Zsuzsa Csergő
Professor
Political Studies
Queen's University
Zsuzsa Csergő’s research addresses questions of nationalism and democracy in post-Cold War Europe. She is a comparativist whose publications have focused on majority-minority relations and the politics of language rights in Central and Eastern Europe, and the changing faces of nationalism, kin-state activism, and minority inclusion in the enlarged European Union. She led the Association for the Study of Nationalities (ASN) for six years (as President until 2020) and is currently the Director of the ASN’s global platform, “Virtual ASN.”
Before joining the Queen’s faculty, she was Assistant Professor of Political Science and Coordinator of the Women’s Leadership Program in U.S. and International Politics at the George Washington University. She has received a number of prestigious research fellowships and awards, including the Sherman Emerging Scholars Award at the University of North Carolina, the Fernand Braudel Senior Fellowship at the European University Institute in Florence, and major research grants from the Woodrow Wilson International Center for Scholars, the American Council of Learned Societies/Social Sciences Research Council, the Canadian Social Sciences and Humanities Research Council (SSHRC), and the European Commission.

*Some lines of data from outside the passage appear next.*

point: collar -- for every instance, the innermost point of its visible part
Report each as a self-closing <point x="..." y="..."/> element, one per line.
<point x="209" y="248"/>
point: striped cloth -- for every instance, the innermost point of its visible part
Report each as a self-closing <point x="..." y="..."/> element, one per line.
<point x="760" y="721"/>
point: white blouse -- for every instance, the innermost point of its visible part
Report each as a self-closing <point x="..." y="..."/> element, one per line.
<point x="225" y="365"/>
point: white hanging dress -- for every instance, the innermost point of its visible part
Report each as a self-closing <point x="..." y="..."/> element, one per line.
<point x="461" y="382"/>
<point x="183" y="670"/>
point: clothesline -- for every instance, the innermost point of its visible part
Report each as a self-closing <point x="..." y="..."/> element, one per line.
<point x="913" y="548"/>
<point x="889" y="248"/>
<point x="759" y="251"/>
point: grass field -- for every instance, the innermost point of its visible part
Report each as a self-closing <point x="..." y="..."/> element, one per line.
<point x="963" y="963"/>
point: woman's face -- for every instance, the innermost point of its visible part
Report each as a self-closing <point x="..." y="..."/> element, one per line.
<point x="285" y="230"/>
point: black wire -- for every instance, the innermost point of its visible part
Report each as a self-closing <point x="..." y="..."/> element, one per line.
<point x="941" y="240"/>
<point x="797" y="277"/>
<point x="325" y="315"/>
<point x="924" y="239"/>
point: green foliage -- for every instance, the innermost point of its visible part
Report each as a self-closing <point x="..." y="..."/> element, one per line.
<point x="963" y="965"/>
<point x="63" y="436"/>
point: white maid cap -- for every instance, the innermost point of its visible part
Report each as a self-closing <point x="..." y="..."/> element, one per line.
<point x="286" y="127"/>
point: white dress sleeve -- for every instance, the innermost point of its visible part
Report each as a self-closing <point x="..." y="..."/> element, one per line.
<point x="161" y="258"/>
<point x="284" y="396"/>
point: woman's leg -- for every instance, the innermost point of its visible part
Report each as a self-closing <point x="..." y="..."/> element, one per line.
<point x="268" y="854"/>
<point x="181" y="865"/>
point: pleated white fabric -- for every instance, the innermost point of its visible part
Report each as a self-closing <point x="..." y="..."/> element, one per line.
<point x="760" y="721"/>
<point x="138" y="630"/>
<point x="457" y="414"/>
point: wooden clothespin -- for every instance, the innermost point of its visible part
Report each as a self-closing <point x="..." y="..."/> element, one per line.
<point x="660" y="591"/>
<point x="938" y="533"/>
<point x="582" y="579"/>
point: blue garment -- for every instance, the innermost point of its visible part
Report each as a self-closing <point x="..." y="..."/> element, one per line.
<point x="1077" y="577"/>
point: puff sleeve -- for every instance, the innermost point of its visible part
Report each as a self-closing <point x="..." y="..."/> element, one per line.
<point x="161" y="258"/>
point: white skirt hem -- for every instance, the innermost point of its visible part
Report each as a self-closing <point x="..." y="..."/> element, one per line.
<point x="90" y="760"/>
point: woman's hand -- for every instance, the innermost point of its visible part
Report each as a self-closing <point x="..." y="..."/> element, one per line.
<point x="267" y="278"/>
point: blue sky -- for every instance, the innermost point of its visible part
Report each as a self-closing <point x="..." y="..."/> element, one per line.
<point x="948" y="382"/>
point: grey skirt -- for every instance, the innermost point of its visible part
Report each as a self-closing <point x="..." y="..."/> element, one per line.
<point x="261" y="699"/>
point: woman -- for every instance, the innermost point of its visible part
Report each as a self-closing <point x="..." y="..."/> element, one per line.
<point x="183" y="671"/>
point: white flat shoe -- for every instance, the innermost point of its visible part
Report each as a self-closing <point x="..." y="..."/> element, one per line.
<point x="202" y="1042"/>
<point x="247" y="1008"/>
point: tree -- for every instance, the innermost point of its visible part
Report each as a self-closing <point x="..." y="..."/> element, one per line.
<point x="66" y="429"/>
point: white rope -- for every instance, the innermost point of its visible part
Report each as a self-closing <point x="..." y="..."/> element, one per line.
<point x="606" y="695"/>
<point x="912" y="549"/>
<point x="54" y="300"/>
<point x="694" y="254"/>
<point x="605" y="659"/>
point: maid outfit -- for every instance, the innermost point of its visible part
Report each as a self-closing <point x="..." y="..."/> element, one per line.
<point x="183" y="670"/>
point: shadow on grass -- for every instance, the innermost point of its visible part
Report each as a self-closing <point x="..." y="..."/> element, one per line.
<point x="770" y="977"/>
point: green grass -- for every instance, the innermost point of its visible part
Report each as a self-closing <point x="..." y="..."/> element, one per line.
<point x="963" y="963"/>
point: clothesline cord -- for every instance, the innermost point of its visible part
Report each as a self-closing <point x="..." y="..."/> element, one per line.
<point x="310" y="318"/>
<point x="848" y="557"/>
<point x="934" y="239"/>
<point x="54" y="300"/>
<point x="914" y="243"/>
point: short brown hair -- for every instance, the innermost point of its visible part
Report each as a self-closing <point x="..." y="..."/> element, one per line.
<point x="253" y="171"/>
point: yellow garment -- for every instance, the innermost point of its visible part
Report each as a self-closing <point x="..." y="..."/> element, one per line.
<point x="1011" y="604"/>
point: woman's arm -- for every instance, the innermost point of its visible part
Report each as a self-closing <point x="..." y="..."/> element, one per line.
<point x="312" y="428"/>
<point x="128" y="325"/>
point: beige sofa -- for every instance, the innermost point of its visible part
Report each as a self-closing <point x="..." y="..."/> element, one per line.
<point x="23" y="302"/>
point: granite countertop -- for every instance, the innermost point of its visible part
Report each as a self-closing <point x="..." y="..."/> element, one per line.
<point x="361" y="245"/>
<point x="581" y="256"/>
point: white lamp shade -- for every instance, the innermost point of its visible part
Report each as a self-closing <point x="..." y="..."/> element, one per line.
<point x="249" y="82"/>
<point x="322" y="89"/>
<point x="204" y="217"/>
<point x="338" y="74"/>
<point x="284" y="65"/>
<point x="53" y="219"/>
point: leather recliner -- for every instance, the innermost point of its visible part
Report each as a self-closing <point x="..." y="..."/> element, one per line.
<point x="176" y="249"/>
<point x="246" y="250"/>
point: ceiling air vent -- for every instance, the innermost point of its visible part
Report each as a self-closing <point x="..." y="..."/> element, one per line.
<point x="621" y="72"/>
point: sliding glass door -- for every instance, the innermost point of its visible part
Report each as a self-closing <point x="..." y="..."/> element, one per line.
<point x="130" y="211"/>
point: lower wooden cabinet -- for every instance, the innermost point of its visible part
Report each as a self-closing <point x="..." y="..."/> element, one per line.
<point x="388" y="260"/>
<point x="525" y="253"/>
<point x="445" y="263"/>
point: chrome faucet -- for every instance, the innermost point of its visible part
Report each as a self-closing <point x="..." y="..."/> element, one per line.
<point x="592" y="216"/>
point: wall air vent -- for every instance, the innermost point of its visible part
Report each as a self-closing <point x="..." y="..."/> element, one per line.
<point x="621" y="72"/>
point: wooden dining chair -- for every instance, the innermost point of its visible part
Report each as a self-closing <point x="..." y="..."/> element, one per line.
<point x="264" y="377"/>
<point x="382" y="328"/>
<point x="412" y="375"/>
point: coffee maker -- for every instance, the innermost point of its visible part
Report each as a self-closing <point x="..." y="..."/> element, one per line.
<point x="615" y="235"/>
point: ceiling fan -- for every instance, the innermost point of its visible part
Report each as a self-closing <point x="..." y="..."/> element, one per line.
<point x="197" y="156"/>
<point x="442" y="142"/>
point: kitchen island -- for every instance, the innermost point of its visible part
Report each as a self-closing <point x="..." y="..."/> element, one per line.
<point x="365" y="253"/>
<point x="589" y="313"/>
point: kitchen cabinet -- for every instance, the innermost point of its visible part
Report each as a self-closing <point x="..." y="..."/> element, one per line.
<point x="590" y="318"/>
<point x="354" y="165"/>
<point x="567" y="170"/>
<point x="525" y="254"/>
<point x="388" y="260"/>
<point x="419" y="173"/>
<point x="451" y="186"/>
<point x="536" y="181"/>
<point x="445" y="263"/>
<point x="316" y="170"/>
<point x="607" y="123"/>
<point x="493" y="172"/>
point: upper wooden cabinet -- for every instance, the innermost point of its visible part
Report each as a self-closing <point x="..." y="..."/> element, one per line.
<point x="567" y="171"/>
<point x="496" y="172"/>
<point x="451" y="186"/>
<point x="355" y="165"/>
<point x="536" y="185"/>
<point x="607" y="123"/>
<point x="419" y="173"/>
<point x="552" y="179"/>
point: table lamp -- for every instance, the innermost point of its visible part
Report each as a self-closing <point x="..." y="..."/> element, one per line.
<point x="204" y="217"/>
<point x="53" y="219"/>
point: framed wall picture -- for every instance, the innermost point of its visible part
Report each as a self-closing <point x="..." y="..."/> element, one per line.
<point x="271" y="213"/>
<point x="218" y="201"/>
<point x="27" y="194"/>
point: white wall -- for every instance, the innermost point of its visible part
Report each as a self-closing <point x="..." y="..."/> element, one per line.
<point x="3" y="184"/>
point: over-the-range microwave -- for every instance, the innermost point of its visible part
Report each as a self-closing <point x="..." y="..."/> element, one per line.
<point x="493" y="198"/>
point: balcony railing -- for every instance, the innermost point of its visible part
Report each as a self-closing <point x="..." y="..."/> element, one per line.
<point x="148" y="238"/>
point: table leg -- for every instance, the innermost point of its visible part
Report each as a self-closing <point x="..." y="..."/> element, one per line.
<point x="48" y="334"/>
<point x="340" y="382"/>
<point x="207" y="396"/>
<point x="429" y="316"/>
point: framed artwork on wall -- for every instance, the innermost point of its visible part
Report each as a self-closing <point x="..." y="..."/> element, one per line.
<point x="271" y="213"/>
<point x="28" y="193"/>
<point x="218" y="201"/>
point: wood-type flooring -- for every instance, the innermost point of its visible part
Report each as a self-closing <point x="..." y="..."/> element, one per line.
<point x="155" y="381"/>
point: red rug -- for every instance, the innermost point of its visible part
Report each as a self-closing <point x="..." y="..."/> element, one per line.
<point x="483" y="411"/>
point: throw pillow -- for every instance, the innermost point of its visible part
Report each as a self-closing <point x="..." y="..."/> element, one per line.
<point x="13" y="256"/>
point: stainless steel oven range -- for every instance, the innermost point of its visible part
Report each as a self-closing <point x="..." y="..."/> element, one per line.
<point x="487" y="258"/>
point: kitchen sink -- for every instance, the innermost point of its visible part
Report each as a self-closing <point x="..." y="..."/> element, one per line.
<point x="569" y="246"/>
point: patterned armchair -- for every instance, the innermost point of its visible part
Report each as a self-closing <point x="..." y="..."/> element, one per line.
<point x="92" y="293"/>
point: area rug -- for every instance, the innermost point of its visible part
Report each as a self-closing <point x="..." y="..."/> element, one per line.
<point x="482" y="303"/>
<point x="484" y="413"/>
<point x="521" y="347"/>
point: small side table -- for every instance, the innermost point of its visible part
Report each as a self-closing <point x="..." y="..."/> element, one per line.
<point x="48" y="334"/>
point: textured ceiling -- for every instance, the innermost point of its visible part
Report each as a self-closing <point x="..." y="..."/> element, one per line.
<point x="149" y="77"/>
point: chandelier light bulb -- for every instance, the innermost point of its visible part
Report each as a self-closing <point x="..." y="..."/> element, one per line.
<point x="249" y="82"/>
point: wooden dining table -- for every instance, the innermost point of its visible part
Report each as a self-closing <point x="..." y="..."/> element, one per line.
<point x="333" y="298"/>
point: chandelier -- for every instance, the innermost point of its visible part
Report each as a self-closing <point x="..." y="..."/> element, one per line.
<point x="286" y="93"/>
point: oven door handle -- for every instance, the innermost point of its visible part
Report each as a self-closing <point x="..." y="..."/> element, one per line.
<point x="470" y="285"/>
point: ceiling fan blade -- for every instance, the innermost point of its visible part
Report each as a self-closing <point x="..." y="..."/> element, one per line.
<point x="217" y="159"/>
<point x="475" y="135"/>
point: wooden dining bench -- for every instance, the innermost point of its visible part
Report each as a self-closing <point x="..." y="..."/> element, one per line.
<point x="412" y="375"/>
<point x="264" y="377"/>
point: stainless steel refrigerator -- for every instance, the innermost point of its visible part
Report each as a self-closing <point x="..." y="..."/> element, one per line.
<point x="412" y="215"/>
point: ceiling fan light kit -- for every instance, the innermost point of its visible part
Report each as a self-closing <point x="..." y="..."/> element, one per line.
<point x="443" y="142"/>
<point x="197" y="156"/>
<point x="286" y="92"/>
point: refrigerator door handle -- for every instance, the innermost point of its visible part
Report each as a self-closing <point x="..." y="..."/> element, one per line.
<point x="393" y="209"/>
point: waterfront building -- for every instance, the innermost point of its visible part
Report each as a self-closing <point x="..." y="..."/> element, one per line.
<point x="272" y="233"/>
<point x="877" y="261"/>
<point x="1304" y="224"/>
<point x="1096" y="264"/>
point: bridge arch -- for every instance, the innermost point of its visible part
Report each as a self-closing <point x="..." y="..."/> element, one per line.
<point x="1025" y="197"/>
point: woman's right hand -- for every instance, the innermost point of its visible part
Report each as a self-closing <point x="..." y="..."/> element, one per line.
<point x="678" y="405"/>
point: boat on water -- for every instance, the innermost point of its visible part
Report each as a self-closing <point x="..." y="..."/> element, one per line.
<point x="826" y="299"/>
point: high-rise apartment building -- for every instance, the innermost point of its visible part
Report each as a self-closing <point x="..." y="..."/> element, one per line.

Her research in recent years has centered on questions around minority democratic agency, aiming to advance the general understanding about the conditions under which persistent minority populations can develop democratic agency despite the structural disadvantages of minority status. Csergő’s interest in the agency of minority actors was also reflected in some of her earlier work (e.g., Talk of the Nation: Language and Conflict in Romania and Slovakia, Cornell UP 2007; Europeanization and Changes in Minority Inclusion in Central and Eastern Europe, co-edited with Balázs Vizi, Intersections, 2017; Europeanization and Minority Political Agency, co-edited with Ada Regelmann, Routledge 2018). Her current projects focus on this theme more directly. A two-year fellowship funded by the European Commission enabled her to collect original data on the meso-level organizational activities of nine minority populations in Central, Eastern, and Southeastern Europe. The findings are incorporated in a book monograph she is writing about the building blocs of minority democratic agency. Meanwhile, she works on three collaborative projects focused on various dimensions of this theme: one explores the political agency of “ethnic newcomers” in historically divided cities; another develops a cross-regional comparative Minority Wellbeing Index (focused on socio-economic conditions and access to political and institutional decision-making); and the third focuses on the impact of securitization on ethnic minorities caught between states (where cross-border ethnic kinship becomes politicized in inter-state conflict).
Current Projects
This project examines change in ethnic rivalries in historically contested cities, where established status hierarchies are challenged by “political newcomers” such as immigrants and other newly mobilized ethno-cultural communities.
This is a cross-regional comparative index that focuses on minorities’ socio-economic conditions and access to political and institutional decision-making. Website anticipated launch, Fall 2022.
This project focuses on the impact of securitization on the democratic agency of ethnic minorities “caught between states” – in other words, where cross-border ethnic kinship becomes politicized in inter-state conflict.